AKTUALNOŚCI

Tomasz Tułacz: Zabraliśmy sobie szansę

FOTO OSCAR MROZOWSKI | OVERLIA STUDIO

Za nami ostatni mecz w Niepołomicach w ramach kończącego się roku. Niestety – przegrany 1:3 z Miedzią Legnica. Po ostatnim gwizdku z mediami spotkali się trenerzy obydwu zespołów: Tomasz Tułacz i Janusz Niedźwiedź.

Tomasz Tułacz (Puszcza Niepołomice): Przede wszystkim chciałem zacząć od złożenia kondolencji rodzinie zmarłego kibica. To też nas dotknęło, a przed meczem nawet bardzo. To była osoba, która jeździła na wszystkie mecze, była na każdym: czy to w ekstraklasie, czy w pierwszej lidze. To jest bardzo smutne.

Mieliśmy otworzyć mecz i wynik, sytuacją „sam na sam” Mateusza Cholewiaka. Nie udało się, ale potem rywal też nie wykorzystał jednego naszego błędu, a potem… broniliśmy tak ślamazarnie w polu karnym przy stałych fragmentach, że dostaliśmy taką bramkę, jaką dostaliśmy. Ta liga nie wybacza tego typu sytuacji.

Zawodnicy się starali, szczególnie w drugiej połowie. Był moment, w którym wydawało się, że to my będziemy się cieszyć z drugiej bramki. Ta pierwsza była zresztą efektem wyraźnego sygnału zmienników, którzy dobrze weszli w mecz. Niestety na koniec znowu nastąpiła zła obrona w polu karnym po stałym fragmencie, w dodatku niekoniecznie udanym. W efekcie zabraliśmy sobie szansę wygrania meczu u siebie, co było naszym koszmarem w tym półroczu.

Trwa trudny dla nas rok – ciężki, zły. Mam nadzieję, że przez ostatnie dwa mecze wyjazdowe spróbujemy zamknąć tę rundę w pozytywny sposób, ale na dzisiaj musimy podnieść zespół. Nie mogę odmówić zawodnikom, że naprawdę chcieli. Było widać, że dążyliśmy do zmiany tego wyniku: strzeliliśmy na 1:1, a potem nieduży spalony zadecydował, że nie została uznana bramka na 2:1. Suma summarum na końcu zapłaciliśmy wysoką cenę właśnie tym, o czym mówiłem wcześniej – tymi działaniami w polu karnym przy stałym fragmencie. To jest wszystko.

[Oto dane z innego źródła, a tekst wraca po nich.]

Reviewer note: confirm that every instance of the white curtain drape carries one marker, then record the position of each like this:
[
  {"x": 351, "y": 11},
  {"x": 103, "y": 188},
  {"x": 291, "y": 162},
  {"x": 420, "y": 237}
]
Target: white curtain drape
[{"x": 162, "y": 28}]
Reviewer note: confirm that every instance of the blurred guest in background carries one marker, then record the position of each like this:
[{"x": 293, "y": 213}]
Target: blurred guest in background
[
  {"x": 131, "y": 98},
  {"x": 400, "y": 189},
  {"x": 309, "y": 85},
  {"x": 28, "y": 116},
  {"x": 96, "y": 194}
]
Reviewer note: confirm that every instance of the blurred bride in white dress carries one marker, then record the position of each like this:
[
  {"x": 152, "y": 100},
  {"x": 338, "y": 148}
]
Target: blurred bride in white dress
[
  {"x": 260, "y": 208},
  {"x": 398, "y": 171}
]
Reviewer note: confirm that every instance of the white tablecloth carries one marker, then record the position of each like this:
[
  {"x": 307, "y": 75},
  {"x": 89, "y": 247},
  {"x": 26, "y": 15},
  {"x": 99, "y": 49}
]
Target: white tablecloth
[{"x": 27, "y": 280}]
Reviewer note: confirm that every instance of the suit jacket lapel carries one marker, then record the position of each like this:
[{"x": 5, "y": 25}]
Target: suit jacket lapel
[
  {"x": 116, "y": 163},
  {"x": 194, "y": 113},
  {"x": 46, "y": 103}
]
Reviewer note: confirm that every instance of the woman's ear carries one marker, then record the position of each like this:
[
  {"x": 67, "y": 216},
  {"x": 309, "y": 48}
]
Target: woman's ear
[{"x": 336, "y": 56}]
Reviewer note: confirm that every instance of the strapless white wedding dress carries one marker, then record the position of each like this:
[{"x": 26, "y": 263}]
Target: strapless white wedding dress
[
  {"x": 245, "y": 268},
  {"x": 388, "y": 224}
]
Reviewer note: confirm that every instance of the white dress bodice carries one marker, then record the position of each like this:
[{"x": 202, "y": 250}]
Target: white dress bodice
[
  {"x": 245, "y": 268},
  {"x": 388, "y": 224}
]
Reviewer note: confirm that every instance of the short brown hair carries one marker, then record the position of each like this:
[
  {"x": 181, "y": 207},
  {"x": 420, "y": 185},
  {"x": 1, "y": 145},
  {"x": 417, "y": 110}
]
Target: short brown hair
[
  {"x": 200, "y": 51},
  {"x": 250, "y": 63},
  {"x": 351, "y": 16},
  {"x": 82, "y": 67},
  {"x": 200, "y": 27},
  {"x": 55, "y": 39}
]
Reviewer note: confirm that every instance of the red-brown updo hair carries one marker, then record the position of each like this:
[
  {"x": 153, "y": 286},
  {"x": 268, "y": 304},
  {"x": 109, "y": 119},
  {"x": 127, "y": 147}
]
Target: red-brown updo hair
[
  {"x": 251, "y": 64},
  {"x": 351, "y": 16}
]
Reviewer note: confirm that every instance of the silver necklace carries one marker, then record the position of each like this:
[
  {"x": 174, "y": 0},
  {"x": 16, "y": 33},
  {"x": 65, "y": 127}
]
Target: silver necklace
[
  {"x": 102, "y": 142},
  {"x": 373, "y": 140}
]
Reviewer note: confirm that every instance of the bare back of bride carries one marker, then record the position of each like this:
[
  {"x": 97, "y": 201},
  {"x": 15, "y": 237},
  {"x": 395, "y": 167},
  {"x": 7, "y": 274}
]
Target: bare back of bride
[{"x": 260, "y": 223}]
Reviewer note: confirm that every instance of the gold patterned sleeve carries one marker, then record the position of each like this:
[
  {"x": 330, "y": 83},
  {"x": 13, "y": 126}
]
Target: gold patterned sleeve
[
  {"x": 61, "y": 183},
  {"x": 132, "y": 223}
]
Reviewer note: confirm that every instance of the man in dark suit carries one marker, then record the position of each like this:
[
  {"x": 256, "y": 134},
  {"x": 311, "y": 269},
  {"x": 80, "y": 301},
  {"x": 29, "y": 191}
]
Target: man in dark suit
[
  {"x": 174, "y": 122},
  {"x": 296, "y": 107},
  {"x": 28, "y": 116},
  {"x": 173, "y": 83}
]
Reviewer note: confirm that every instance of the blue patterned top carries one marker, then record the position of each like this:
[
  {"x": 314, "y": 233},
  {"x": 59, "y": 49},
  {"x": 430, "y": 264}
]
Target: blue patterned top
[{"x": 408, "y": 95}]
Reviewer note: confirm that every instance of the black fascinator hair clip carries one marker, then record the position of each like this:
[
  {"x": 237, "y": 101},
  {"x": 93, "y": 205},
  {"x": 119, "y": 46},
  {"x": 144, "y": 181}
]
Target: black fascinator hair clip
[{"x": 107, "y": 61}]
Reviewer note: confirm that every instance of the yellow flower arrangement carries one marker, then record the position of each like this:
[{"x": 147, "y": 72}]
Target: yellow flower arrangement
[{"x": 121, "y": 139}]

Na koniec chciałem jeszcze podziękować wszystkim osobom: kibicom, pracownikom klubu, którzy dzisiaj przygotowywali od rana, przez cały dzień nasze zaśnieżone boisko. Było trudno, bardzo długo padało, ale udało się tak podziałać, żeby ten mecz się odbył. Z tego miejsca dziękuję.

Po trochu zabrakło wszystkiego: tych szczegółów, trochę spokoju. Wszystko to było bardzo euforyczne, a troszkę nie było chłodnej głowy. Myślę też, że nie było dobrych działań w rozegraniu ostatniej piłki po odbiorze, ale zawodnicy bardzo się starali. To było widać, że bardzo chcą, ale niestety – kiedy wynik się nie zgadza, zawsze się mówi o innych rzeczach.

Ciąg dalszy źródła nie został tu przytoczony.